- Author: zimulala
- Tracking issue: pingcap#55693
Vector Index refers to constructing a time and space efficient data structure for vector data based on a certain mathematical quantization model, to efficiently retrieve several vectors that are as similar as possible to the target vector. Currently, we plan to support the HNSW series of vector indexing methods.
This document plans to support the same processing of vector indexes as ordinary indexes, its specific functions are as follows :
- Support adding and using vector indexes, including adding vector indexes during and after table creation.
- Support dropping and renaming vector indexes.
The process of adding a vector index is similar to that of adding an ordinary index. However, since the actual vector index data is added to TiFlash, there is no process for populating the index data to TiKV.
The following figure takes the add vector index operation as an example and briefly describes its execution process.
Syntax required to create a vector index:
- Adding a new ConstraintElem syntax creates a vector index when creating a table.
CREATE TABLE foo (
id INT PRIMARY KEY,
data VECTOR(5),
data64 VECTOR64(10),
-- "WITH OPTION" is not supported in Phase 1
VECTOR INDEX idx_name USING HNSW ((VEC_COSINE_DISTANCE(data))) [WITH OPTION "m=16, ef_construction=64"]
);
- By
IndexKeyTypeOpt
addVECTOR
index type, andIndexTypeOpt
addHNSW
option type, and add vector index after creating the table.
CREATE VECTOR INDEX idx_name USING HNSW ON foo ((VEC_COSINE_DISTANCE(data)))
-- Proposal 1, "WITH OPTION" is not supported in Phase 1
[WITH OPTION "m=16, ef_construction=64"];
-- Proposal 2, "VECTOR_INDEX_PARAM" is not supported in Phase 1
[VECTOR_INDEX_PARAM "m=16, ef_construction=64"];
ALTER TABLE foo ADD VECTOR INDEX idx_name USING HNSW ((VEC_COSINE_DISTANCE(data)))

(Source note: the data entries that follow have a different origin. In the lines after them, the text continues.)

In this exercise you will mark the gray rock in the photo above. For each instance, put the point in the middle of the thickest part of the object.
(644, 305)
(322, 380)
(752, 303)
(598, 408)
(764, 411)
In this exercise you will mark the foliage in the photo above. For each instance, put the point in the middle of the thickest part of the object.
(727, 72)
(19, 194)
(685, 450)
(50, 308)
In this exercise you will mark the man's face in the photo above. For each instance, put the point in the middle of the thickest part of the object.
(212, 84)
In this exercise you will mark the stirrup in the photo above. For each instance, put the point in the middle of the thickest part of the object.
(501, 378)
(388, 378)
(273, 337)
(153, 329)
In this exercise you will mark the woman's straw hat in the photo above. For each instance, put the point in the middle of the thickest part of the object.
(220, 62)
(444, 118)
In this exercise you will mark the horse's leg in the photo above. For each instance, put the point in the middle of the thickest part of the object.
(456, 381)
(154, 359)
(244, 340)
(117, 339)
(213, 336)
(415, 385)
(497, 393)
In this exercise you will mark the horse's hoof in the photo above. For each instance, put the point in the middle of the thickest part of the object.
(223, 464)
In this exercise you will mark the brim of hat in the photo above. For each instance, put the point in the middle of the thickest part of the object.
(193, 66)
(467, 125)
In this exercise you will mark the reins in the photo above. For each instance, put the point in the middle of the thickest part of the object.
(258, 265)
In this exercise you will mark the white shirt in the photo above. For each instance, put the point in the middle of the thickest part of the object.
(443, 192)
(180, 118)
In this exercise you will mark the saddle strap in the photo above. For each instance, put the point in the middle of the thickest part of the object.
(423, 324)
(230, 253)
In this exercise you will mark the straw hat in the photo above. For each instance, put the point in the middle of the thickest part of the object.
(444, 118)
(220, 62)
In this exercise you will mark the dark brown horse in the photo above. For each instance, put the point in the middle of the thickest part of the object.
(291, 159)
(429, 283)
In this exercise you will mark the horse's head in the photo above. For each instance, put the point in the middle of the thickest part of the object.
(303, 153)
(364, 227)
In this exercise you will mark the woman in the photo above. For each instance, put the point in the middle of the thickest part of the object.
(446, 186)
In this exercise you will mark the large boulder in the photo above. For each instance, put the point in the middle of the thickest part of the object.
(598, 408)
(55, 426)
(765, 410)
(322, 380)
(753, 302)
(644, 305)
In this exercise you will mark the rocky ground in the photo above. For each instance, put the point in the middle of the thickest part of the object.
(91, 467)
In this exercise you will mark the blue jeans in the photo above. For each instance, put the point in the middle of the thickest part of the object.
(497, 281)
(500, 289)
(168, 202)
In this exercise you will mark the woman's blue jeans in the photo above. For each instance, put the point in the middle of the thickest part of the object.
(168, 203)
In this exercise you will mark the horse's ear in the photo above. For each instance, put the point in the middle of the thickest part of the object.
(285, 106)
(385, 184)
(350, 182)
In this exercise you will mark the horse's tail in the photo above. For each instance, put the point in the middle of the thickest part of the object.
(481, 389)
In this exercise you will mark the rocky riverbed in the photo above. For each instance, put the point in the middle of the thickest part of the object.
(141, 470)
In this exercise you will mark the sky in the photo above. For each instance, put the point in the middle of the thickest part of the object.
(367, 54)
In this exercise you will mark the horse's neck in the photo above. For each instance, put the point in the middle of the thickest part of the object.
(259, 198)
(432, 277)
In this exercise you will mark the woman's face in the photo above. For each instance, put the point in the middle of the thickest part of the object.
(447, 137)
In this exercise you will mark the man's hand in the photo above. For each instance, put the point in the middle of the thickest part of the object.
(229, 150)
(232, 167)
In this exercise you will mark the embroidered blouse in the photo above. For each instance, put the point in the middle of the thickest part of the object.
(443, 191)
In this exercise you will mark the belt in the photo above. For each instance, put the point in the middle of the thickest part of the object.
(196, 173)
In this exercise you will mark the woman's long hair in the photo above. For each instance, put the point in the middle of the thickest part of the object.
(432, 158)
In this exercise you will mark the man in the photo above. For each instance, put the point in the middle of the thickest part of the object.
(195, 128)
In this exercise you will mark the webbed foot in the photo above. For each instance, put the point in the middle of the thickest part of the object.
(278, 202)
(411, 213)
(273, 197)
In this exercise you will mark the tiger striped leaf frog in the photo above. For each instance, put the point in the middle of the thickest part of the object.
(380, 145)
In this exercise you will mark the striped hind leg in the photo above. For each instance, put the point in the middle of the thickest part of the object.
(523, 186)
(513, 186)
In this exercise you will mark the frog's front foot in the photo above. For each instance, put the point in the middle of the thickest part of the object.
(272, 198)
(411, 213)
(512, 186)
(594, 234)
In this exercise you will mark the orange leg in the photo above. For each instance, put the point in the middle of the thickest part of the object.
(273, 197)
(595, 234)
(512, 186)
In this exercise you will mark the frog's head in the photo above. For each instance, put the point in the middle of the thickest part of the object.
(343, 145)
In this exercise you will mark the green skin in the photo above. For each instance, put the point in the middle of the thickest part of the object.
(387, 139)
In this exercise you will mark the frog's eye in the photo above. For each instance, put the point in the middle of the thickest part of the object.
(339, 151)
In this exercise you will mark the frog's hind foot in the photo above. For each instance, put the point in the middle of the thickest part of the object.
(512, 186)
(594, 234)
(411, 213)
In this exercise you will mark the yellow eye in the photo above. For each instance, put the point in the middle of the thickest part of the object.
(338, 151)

-- "WITH OPTION" is not supported in Phase 1
[WITH OPTION "m=16, ef_construction=64"];
- The syntax is similar to a normal index, and there are several ways to create an index
CREATE VECTOR INDEX idx ON t ((VEC_COSINE_DISTANCE(a))) USING HNSW;
CREATE VECTOR INDEX IF NOT EXISTS idx ON t ((VEC_COSINE_DISTANCE(a))) TYPE HNSW;
CREATE VECTOR INDEX ident ON db.t (ident, ident ASC ) TYPE HNSW;
ALTER TABLE t ADD VECTOR ((VEC_COSINE_DISTANCE(a))) USING HNSW COMMENT 'a';
ALTER TABLE t ADD VECTOR INDEX ((VEC_COSINE_DISTANCE(a))) USING HNSW COMMENT 'a';
ALTER TABLE t ADD VECTOR INDEX IF NOT EXISTS ((VEC_COSINE_DISTANCE(a))) USING HNSW COMMENT 'a';
- Support to choose vector index by CBO and
USE INDEX
hint. - The vector index only obtains the top n values through similarity. The following is the syntax for using a vector index when querying.
SELECT *
FROM foo
ORDER BY VEC_COSINE_DISTANCE(data, '[3,1,2]')
LIMIT 5;
Currently, the use of vector indexing is supported on the master branch and supports the explain function.
- Protobuf adds the new field of `indexId` when TiDB interacts with TiFlash.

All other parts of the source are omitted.